Walmart to Accelerate Expansion in China
There are currently 411 Walmart stores in China (more than you thought?), and the retail giant wants to increase that number by 115 in two years. Walmart CEO Doug McMillon told the press in Beijing “China is a top priority” for the company, although its net sales in China declined 0.7% for the first fiscal quarter ended January 31.
Previously, Walmart faced skepticism over its accounting practices in China; and it has violated food safety rules at least twice since 2011, resulting in fines of millions of dollars.
So can Walmart turn its fortunes around in China? Only time will tell.
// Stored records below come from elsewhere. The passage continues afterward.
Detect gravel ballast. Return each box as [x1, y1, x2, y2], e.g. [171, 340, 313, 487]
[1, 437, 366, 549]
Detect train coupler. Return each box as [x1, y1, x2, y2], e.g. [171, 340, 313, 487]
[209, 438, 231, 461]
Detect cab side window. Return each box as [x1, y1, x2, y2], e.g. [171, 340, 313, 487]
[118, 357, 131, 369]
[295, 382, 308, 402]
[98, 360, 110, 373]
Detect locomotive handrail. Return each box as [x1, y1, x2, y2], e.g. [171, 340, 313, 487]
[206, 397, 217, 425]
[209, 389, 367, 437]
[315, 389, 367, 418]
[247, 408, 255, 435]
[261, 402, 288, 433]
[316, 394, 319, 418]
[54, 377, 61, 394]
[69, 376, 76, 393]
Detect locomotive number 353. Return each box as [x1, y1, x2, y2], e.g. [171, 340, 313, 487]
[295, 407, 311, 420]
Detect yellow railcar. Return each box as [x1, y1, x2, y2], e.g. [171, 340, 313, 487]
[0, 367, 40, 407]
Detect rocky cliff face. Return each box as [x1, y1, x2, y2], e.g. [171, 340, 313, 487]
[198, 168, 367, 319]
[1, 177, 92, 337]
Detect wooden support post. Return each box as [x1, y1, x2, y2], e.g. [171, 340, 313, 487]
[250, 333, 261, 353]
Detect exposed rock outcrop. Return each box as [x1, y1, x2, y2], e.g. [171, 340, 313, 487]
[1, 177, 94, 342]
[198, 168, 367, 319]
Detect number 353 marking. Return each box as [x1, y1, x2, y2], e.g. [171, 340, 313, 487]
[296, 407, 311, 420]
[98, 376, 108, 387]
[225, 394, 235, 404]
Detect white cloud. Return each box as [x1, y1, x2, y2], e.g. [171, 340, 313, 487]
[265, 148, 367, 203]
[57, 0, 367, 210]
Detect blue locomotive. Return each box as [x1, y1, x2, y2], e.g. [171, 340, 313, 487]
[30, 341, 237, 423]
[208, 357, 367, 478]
China to Become Apple’s No.1 Market Soon
It’s amazing what magic bigger screens can pull off—Apple has reversed its market share slump in China and is now selling more iPhones in the Greater China area (including Taiwan and Hong Kong) than in the US, according to the company’s latest quarterly result. Revenue from the region jumped 71% year-on-year to $16.8 million, surpassing the $12.2 billion out of the entire Europe, and only trailing the $21.3 billion in the US.
And as Apple’s latest gadget, the Apple Watch, kicks off in China, the Middle Kingdom is expected to become the top market for the Cupertino-based company as early as September 2016, tech analysts say.
Alibaba Promotes its OS through Cheap Phones
While other internet companies have joined the mad race to become the next Xiaomi, Alibaba has a different mobile strategy—promoting its services through its own operating system—the YunOS.
Since its 2011 debut, YunOS hasn’t been able to wow either smartphone makers or consumers; but Alibaba hopes to give the system another try by pre-installing it on ultra-low priced phones.
China Telecom, the third-largest mobile carrier with more than 180 million users, has recently announced that it will start selling 14 smartphone models made by various brands (mostly small local phone makers) that run on the YunOS. The cheapest model sells at RMB 299 ($48), making people wonder if buyers would have the purchasing power the e-commerce company ever wants.
(By the way, Tencent also announced an Android-based mobile system called TOS+ this week.)
There’s Still Plenty of Money for Chinese Start-ups
Venture capitalists poured in a record sum of money into Chinese start-ups last year, and it seems that the trend is continuing.
According to Dow Jones VentureSource, investors have put down $6.53 billion in the first three months in 2015, or about 40% of the entire amount invested last year. Compared with the same quarter in 2014, total investment jumped 173%, while the number of deals increased by 56% to 215.
Last year’s fund-raising frenzy has caused concerns of a startup bubble; but as Chinese tech stocks surge and money becomes cheaper, 2015 is proving to be an even bigger year.
Lenovo to Advance Further in Smartphones
We probably shouldn’t call Lenovo a PC maker anymore, as the company is already selling more handsets than computers (76 million vs 60 million last fiscal year).
For the new fiscal year, Lenovo is aiming to ship more than 100 million phones, 40 million of which will be sold in China, the group’s CEO Yang Yuanqing said during an employee gathering in Beijing this week. Lenovo is currently the third-largest smartphone seller globally, taking up about 6.5% of the market share; but it is still far behind Samsung and Apple, both with about 20% of the market worldwide.